Would you stay on a sales call if you knew you were being recorded without consent?
I was on a call with a founder and they asked me to turn on my camera on Google Meet.
I said no citing that they have brought in the call recorder without my consent. I consent for voice recording and summarizing, not video capture.
He said he needed it.
I said no problem, in that case I will have to cancel and leave the meeting.
But that’s not even the interesting part.
What’s interesting is why I said no.
More and more people are joining calls with AI note-takers, silent recorders, or “meeting assistants”, often without explicitly stating it.
Even if you don’t “accept” the bot, it doesn’t really matter anymore.
If someone wants to record, they will... one way or another.
And that creates a weird imbalance:
You’re being recorded
You didn’t consent
You don’t know how that data will be used, stored, or shared
Now compare that with how companies like Apple handle this.
When you call their support:
They explicitly tell you the call is being recorded
They control the storage and usage of that data
And importantly, they don’t allow you to record freely. If you insist on recording, they can refuse service.
Clear ownership and consent structure.
But in B2B calls today?
None of that exists.
Anyone can:
Record
Transcribe
Feed your conversation into AI
Store it indefinitely
All without saying a word.
So the real question is: Should business conversations move toward explicit mutual consent like Apple support calls? Or is silent recording just going to become the default and everyone has to adapt?
Let me know in the comments what you think about this.

Replies
What's weird is that once people know a call might be stored forever, they naturally speak a little differently. Do you think that quietly lowers the quality of real conversations?
This feels like one of those habits tech made easy before people really decided if it was normal. Do you think the tools shaped the behavior more than the users did?
I think the camera part changes the whole vibe because notes are one thing, but visual capture feels more personal. Do you think people treat audio and video consent too casually now?
What stands out to me is how fast "being recorded" is becoming the default expectations in work calls. Do you think most people have actually agreed to that, or just stop questioning it?
Nope. I would drop off.
It sounds more like a surveillance than a sales call!
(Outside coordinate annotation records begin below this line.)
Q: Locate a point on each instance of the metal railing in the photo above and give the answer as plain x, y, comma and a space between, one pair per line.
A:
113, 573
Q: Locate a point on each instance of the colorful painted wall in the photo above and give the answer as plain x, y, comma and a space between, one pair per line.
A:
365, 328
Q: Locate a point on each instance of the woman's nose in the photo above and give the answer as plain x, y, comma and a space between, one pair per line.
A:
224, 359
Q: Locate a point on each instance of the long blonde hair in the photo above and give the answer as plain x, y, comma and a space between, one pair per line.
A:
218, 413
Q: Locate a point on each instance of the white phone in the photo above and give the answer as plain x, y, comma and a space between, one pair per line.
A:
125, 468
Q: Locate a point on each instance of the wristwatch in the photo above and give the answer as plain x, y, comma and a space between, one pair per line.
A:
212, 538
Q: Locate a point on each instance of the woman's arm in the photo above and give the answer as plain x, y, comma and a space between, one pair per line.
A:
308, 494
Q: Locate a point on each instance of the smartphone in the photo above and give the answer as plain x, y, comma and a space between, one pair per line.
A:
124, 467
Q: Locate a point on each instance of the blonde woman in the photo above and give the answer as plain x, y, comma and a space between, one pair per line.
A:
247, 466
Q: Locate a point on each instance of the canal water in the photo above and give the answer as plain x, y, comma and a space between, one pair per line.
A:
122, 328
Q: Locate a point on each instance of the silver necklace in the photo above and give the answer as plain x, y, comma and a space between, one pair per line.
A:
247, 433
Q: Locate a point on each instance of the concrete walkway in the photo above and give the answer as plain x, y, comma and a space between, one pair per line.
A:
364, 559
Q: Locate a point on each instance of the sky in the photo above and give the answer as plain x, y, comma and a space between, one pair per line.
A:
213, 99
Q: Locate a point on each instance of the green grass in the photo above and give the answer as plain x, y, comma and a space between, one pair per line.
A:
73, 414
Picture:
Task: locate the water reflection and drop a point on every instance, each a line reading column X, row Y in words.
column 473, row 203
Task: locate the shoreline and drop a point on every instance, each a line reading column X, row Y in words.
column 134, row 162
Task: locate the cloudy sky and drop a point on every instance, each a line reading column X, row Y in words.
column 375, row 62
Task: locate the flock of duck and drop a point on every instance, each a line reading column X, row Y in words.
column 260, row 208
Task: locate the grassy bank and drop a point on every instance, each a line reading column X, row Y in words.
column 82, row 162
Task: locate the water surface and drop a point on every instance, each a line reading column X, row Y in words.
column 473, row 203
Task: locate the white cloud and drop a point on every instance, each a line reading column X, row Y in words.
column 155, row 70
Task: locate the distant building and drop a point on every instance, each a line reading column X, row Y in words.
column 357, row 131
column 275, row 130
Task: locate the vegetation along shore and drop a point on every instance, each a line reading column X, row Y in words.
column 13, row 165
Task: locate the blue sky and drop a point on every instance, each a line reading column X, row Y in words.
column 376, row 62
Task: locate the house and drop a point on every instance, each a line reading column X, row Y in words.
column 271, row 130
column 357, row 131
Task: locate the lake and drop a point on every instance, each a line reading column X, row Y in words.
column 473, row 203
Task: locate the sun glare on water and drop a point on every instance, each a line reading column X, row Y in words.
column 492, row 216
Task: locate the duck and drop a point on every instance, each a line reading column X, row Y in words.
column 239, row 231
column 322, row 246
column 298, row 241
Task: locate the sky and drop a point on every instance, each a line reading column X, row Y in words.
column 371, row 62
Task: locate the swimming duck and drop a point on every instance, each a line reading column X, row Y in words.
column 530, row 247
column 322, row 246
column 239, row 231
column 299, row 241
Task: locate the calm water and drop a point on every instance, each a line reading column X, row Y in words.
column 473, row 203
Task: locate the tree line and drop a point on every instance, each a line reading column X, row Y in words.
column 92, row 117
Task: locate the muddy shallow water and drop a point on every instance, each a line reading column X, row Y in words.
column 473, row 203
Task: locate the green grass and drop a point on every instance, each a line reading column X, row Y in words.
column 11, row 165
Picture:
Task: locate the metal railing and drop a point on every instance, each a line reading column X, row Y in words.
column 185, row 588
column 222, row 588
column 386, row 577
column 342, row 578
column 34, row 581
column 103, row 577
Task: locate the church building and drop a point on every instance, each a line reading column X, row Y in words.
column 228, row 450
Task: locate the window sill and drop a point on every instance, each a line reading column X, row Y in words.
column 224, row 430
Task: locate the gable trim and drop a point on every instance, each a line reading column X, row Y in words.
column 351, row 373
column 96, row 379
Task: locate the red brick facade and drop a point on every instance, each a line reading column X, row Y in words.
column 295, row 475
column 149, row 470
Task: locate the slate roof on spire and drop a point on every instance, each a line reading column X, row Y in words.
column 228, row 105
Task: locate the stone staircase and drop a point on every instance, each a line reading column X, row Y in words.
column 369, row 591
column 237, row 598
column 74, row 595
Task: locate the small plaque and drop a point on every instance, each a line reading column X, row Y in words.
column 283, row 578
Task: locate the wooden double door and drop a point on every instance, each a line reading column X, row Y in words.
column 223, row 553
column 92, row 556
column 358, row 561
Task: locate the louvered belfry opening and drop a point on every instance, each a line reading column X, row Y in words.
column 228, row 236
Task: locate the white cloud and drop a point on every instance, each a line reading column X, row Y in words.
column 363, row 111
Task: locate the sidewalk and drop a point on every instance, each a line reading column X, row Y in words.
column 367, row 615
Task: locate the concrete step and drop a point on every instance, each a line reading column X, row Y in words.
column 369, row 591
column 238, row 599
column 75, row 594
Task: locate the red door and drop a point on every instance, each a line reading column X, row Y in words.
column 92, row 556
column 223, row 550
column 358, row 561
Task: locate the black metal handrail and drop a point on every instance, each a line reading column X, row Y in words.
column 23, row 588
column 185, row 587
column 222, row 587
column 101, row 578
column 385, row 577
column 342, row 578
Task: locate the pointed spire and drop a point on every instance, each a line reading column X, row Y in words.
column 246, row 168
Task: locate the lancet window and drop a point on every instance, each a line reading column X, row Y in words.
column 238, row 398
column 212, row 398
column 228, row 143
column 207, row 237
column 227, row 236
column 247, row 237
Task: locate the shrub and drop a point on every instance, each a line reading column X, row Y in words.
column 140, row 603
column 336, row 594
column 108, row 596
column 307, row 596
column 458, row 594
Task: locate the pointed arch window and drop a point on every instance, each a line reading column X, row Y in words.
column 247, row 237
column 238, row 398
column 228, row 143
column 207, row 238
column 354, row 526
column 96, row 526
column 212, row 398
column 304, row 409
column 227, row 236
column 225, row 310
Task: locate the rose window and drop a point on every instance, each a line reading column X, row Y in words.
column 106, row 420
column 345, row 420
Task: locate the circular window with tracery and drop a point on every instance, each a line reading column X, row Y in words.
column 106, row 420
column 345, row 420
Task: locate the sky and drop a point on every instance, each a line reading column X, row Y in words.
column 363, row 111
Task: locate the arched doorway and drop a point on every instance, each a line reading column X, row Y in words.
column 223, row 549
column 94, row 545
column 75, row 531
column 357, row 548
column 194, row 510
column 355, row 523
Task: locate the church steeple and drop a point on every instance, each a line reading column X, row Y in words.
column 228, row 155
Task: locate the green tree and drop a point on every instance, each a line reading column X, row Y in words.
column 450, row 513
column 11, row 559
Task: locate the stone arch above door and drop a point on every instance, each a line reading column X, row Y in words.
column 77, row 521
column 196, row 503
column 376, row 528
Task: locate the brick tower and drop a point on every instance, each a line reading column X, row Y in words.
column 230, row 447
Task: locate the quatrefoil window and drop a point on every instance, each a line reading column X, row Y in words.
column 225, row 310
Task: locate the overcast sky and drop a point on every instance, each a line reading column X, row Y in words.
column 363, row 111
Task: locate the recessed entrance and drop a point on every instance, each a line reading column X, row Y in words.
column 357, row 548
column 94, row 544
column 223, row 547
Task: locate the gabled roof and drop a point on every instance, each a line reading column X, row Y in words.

That's what spam callers do in a meeting actually (Have pro-experience😶🌫️).
I would probably stay but I'd call it out immediately and renegotiate the terms of the conversation. What bugs me is the lack of disclosure — not the recording itself. Most AI note-taking tools are actually useful; I use summaries myself.
That said, as someone building Hello Aria (an AI assistant for WhatsApp/iOS, launching April 10th on PH), we think a lot about consent around AI-captured context. Our whole design principle is that the AI should only have access to what the user deliberately shares. Implicit data capture without disclosure is a fast way to break trust permanently, even if the intent is benign.
So yes, I'd stay — but you'd hear about it.
I agree with you 100%.
I had a video chat recently and I only found out about the recording after the fact when he asked me if I wanted a copy of the recording.
I was annoyed.
Assuming someone is okay with it without acknowledging it beforehand is quite disrespectful in my opinion. In addition to trust, decency that comes with being forthright was lost.
Definitely not the best way to establish a new relationship.
Now, I wait to see if they disclose the recording before I chime in to ask about it at every video call. I think it is a form of etiquette to get consent.
I'd stay but bring it up immediately: "Just noticed you have a recorder running - are you capturing audio, video, or both?" Most people ask properly after that. The issue isn't the recording itself (I consent to audio + notes), it's the assumption that consent isn't needed. AI note-takers have normalized this bad habit - people add Otter or Fireflies without mentioning it. The bar should always be: ask first, record after. We were deliberate about this building Hello Aria (AI productivity assistant for WhatsApp/Telegram + iOS, launching April 10th on PH) - when the AI summarizes or logs something, users see it. Transparency isn't optional when you're handling someone's conversations.
The question was framed "... being recorded without consent?" This implies I am not consenting to it. I'd demand the recording be stopped as well as deleted.
I do not consent = No. No wiggle room.